2. Der 2.Vers: „Werdet ihr nun meiner Stimme gehorchen und meinen Bund halten, so sollt ihr mein Eigentum sein vor allen Völkern; denn die ganze Erde ist mein.“
(Video-einlage: 3. Ingrid (1,16min), 4. Astrid (1,36min))
(Ingrid hat eine Tonaufnahme geschickt und 3 Photos die dazu benutzt werden können)
Der Israelsonntag bietet die Gelegenheit gemeinsam mit dem Volk Israel an Gottes verlässliche Zusage, dass sie sein Eigentum sind, zu denken, sie zu feiern und dankbar darüber zu sein, denn in ihr liegt die Wurzel seiner bedingungslosen Zusage auch für uns, für die Christenheit. Wir leben in einer Gemeinschaft miteinander und es liegt an jedem von uns unsere Einstellung dazu zu betrachten und falls nötig auch zu ändern. Es besteht leider immer noch Uneinigkeit, Neid oder Hass zwischen Völkern oder Bevölkerungsgruppen, sei es in Israel, in Deutschland, in Südafrika oder sonstwo in der Welt. Gottes Zusage versichert uns, dass er alle seine Völker liebt, und das er mit uns geht, auch in diesen schweren Zeiten. Und gerade deshalb, gerade wegen seiner bedingunslosen Liebe, sind wir beauftragt, Gottes Wort zu halten und ihm gehorsam sein, damit wir unserem Nächsten Gottes Gnade, Vergebung und Liebe entgegenbringen können und sie für sein Königreich gewinnen können.
3. Und zum Schluss der 3.Vers „Und ihr sollt mir ein Königreich von Priestern und ein heiliges Volk sein.“
(Videoeinlange 5. Renate (1,17min), 6. Marit (1,25min))
Alle Völker der Erde sollen erfahren, was dem Volk Israels damals zugesagt wurde: Gott hatte seine Macht und Fürsorge gezeigt und dem Volk offenbart, dass auch sie allen Völkern seine Macht, Güte und Liebe bezeugen konnten.
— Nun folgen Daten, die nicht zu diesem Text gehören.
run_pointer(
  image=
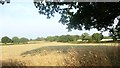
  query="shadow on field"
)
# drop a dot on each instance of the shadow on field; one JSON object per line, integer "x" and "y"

Wie leicht vergessen wir in Zeiten wenn es uns gut geht den Auftrag Jesu „Machet zu Jüngern alle Völker“. Wie leicht beten wir nur dann, wenn wir in Not sind. Wie leicht packen wir Gott in die Kirchenwände am Sonntag aber sonst kommt sein Name in unserem Vokabular nicht vor. Wäre es nicht gut, wenn wir diese Krisenzeiten dazu nutzen täglich mit Gott ins Gespräch zu kommen und sein Wort in die Welt zu tragen. Nur so können wir die Krisen bewältigen. Nur so können wir einen Neuanfang machen und nur so können wir Frieden schließen unter den Völkern, unter den Nachbarn und in der Familie.
Im Mittelpunkt von allem, was in diesem Text gesagt wurde, ist der HERR. Jahwe. Der da ist, der bei uns ist. Von ihm ging damals in der Wüste die klare Zielsetzung hervor. Wir als Erben dieser Zielsetzung haben den Auftrag, bewusst an seinem Königreich zu arbeiten. Wir tragen Verantwortung für die Welt. Damit wir auch hier schon spüren, dass Gottes Reich und damit Frieden Wirklichkeit wird.
Auch Anne Frank wünschte sich die heile Welt. Am 6 Juli 1944 schrieb sie in ihr Tagebuch:
„Wie schön und gut würden alle Menschen sein, wenn sie sich jeden Abend vor dem Einschlafen die Ereignisse des ganzen Tages vor Augen führten und überlegten, was gut und was schlecht gewesen ist.“
Denn wenn das geschieht, kann man daraus auch Konsequenzen für den morgigen Tag ziehen und versuchen, besser zu machen, was mir heute noch nicht gelungen ist.
Amen
Und der Friede Gottes, der alle Vernunft übersteigt, bewahre eure Herzen und Sinne in Christus Jesus, Amen.